France extends from the Mediterranean Sea to the English Channel and the North Sea, and from the Rhine to the Atlantic Ocean – it covers 640,679 square kilometers and has a population of 66.6 million.
The largest country of the European Union, located in Western Europe, has a huge variety of landscapes: it encompasses medieval and port cities, tranquil villages, mountains and Mediterranean beaches. From the mainland to the overseas territories, the geography of France is rich in contrasts and an extraordinary natural heritage.
Paris, its capital, is known worldwide for its couture fashion houses, classical art museums including the Louvre and monuments like the Eiffel Tower. Paris is often referred to as the ‘city of love’, considering its endless opportunities of romantic walks along the Seine River, numerous romantic sidewalk cafes and restaurants and, of course, the Eiffel Tower all aglow at night. Lascaux’s ancient cave drawings, Lyon’s Roman theater and the immense Palace of Versailles are testaments to the country’s long history.

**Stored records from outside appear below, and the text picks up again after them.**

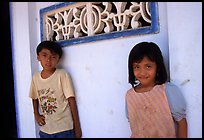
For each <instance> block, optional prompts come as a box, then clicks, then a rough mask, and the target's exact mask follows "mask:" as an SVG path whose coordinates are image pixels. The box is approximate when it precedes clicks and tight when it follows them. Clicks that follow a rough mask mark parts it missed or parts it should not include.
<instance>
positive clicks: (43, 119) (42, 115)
mask: <svg viewBox="0 0 204 140" xmlns="http://www.w3.org/2000/svg"><path fill="white" fill-rule="evenodd" d="M32 101H33V110H34V116H35V120H36V121H37V123H38V124H39V125H40V126H42V125H45V117H44V116H43V115H40V114H39V111H38V107H39V104H38V99H32Z"/></svg>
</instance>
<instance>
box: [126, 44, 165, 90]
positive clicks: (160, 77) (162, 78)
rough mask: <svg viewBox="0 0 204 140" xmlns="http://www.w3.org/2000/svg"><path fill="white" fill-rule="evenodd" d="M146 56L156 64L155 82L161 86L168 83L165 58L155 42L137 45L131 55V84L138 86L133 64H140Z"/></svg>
mask: <svg viewBox="0 0 204 140" xmlns="http://www.w3.org/2000/svg"><path fill="white" fill-rule="evenodd" d="M144 56H147V57H148V58H149V59H150V60H151V61H153V62H156V66H157V70H156V77H155V82H156V84H158V85H160V84H163V83H165V82H166V81H167V71H166V68H165V65H164V60H163V56H162V53H161V50H160V48H159V47H158V46H157V45H156V44H155V43H153V42H141V43H138V44H137V45H135V46H134V47H133V48H132V50H131V51H130V54H129V60H128V73H129V77H128V78H129V83H130V84H131V85H132V87H134V85H135V84H136V82H135V80H136V78H135V76H134V73H133V63H134V62H140V61H141V60H142V59H143V58H144Z"/></svg>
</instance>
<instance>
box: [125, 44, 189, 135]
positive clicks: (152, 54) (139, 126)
mask: <svg viewBox="0 0 204 140" xmlns="http://www.w3.org/2000/svg"><path fill="white" fill-rule="evenodd" d="M128 69H129V83H130V84H131V85H132V88H131V89H129V90H128V91H127V93H126V97H125V99H126V109H127V117H128V120H129V122H130V128H131V131H132V134H131V138H167V137H169V138H174V137H183V138H185V137H187V122H186V112H185V111H186V104H185V101H184V98H183V96H182V94H181V92H180V90H179V89H178V87H177V86H176V85H174V84H172V83H170V82H166V81H167V72H166V69H165V65H164V61H163V56H162V53H161V50H160V49H159V47H158V46H157V45H156V44H155V43H152V42H141V43H139V44H137V45H136V46H134V48H133V49H132V50H131V52H130V54H129V60H128ZM174 121H175V122H176V124H177V127H175V126H174ZM176 128H177V130H178V131H177V135H176Z"/></svg>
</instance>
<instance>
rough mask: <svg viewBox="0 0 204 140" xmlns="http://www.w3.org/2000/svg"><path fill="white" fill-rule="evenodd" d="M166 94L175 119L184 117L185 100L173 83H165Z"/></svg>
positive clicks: (183, 117) (179, 118)
mask: <svg viewBox="0 0 204 140" xmlns="http://www.w3.org/2000/svg"><path fill="white" fill-rule="evenodd" d="M166 96H167V100H168V104H169V107H170V110H171V113H172V115H173V118H174V120H175V121H180V120H181V119H182V118H186V102H185V99H184V97H183V95H182V93H181V91H180V90H179V88H178V87H177V86H176V85H174V84H173V83H170V82H167V83H166Z"/></svg>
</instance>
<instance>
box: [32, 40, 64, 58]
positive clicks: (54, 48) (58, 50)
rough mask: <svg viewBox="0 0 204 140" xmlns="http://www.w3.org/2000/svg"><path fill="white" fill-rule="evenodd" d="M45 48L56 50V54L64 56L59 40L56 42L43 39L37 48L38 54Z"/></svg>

France is also renowned for its sophisticated cuisine and its wines. A French meal often consists of three courses: hors d’œuvre or entrée (introductory course, sometimes soup), plat principal (main course), fromage (cheese course) or dessert, sometimes with a salad offered before the cheese or dessert. No meal is complete without a good French wine, which is is produced all throughout France, in quantities between 50 and 60 million hectoliters per year, or 7–8 billion bottles. France is one of the largest wine producers in the world.